Apriori algorithm is one of the more practical and commonly used algorithms today. It’s a sequence used for dataset mining and is truly helpful in forming associations within the dataset. The fact that it can be used to make assumptions about the relationships within the group makes it highly significant in identifying trends.
This algorithm was developed in 1994 by Srikant and Agarwal. The idea is to come up with a sequence that would determine the association of an item to another through a series of transactions. This is opposed to what the then-current market has to offer. There are other algorithms in place in doing this like Winepi or other sequencing with no timestamps but there are none that would incorporate the use of transactions. In doing this, the whole database is composed of transactions wherein each transaction, comprising a set of items, becomes a subset of the whole database.
The apriori algorithm works this way. A subset is evaluated in comparison to another subset. They do this by extending a subset and branching it out on a per item basis. Once an item extension is deemed successful, it will continue to extend its scope and test another item in the subset. It only terminates when the extension fails. This applies to all the subsets, meaning every item will be pitted against each other. This is useful in determining how close the relationships are with one another.

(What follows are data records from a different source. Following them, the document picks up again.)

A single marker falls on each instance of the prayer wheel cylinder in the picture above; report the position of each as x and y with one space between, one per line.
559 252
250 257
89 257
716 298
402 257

A more practical application of apriori algorithm is the database used in supermarkets or department stores. Every purchase becomes a subset and the algorithm works to determine the consumer behavior. It’s highly essential in doing the market basket analysis which is a theory that if one purchases this item, it is highly probable that one will purchase a set of other items as well. The algorithm helps determine the frequency of purchases and the trends involved.